In the House of Commons, North Devon MP Nick Harvey urged Treasury ministers to ring-fence the cash for the least well-off "transition" regions, rather than ask them to bid for cash.
In a question to Danny Alexander, Chief Secretary to the Treasury, he said: "Will he impress upon ministerial colleagues that if European funding is going to help areas like North Devon and Torbay, which recent research shows are more likely to slip into poverty even than Cornwall, then the schemes which draw the funding will have to be designed to work from the bottom up and not – as some of them would seem to prefer – from the top down?" Mr Alexander responded: "He is right to say that transition status has benefited regions such as his.
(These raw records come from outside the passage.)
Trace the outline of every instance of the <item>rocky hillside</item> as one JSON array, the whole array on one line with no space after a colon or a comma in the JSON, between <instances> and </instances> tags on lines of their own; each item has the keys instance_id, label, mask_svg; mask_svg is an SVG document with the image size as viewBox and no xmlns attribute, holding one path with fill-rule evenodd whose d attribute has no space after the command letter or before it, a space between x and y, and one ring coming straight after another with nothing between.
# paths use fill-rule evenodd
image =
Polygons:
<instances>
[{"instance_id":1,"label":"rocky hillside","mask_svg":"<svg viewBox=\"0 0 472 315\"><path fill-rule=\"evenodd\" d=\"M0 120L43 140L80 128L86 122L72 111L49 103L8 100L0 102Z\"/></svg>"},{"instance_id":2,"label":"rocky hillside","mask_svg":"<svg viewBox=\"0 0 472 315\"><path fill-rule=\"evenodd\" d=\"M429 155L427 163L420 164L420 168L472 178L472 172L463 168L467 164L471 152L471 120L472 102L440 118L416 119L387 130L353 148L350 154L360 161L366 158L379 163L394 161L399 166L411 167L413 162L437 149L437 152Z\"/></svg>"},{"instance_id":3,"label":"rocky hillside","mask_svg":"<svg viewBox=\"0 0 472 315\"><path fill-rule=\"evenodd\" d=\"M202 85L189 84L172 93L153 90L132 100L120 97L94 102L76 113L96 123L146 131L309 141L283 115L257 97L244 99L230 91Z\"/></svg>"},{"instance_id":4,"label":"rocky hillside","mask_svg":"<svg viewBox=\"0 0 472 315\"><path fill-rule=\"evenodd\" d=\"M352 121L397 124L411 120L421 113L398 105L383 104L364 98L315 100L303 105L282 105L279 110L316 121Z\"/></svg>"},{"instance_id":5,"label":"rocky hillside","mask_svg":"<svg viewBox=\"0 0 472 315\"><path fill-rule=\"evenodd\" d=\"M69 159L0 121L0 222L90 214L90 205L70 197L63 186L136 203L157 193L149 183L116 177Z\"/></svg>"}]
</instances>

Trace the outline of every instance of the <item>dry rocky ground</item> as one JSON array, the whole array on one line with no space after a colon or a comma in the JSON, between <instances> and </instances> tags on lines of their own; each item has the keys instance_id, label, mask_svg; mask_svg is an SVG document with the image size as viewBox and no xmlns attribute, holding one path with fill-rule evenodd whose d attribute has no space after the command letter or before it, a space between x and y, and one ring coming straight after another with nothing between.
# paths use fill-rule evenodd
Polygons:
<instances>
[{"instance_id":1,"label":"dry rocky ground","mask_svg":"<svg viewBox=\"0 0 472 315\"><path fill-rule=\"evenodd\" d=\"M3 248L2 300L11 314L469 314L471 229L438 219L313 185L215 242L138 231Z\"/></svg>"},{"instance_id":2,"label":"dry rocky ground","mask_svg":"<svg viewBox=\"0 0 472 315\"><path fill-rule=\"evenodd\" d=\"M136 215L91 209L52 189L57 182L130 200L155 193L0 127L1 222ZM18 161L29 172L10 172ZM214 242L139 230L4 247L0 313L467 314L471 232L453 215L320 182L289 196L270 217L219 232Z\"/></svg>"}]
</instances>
"Our principal objective in relation to the budget negotiations is to bring down the total EU budget in recognition of what is going on around Europe, but we will happily discuss further with him his concerns about the issues that he has raised to ensure that we secure a fair deal for impoverished regions of this country as well."
Devon, alongside Plymouth and Torbay, will qualify for a new "transition" region category of EU funding.
It is thought four Government departments are adopting different approaches to how money should be handed out, leading to fears among officials in Devon the county will have to compete for cash with other regions.
In March, official figures revealed Cornwall and the Isles of Scilly's Gross Domestic Deposit Product (GDP) is still below 75% of the European average, meaning it is in line for seven more years of help, worth around £410 million.
The GDP of Cornwall and the Scillies was 71.9% of the European average in 2009, the latest available figures. It means it remains poorer than parts of Romania, the Czech Republic and Bulgaria.
A category of regions "in transition", which have a GDP between 75% and 90% of the EU average, stand to get funding but not on the same scale. Across the Tamar, Devon qualifies as it recorded output at 86.5%.
But recent Experian research showed that in Devon areas including Torbay, North Devon, and Teignbridge significant higher risk of sliding into poverty compared to Cornwall and the rest of the UK.
Two seven-year investment programmes – Objective One followed by Convergence – will have pumped close to £1 billion of taxpayers' money into Cornwall between 1999 and the end of next year.
The money has paid for getting Cornwall one of the fastest broadband connections in Europe, the development of Newquay Airport and the Combined Universities in Cornwall project.
Offices, factories and roads have also been underwritten by the cash, and a precursor programme was crucial to getting the Eden Project built.
Last week, a delegation from Wales, including representatives from the Welsh Government and key local authorities, visited a number of flagship EU projects in Cornwall this week to see how effective investment can help regenerate local areas.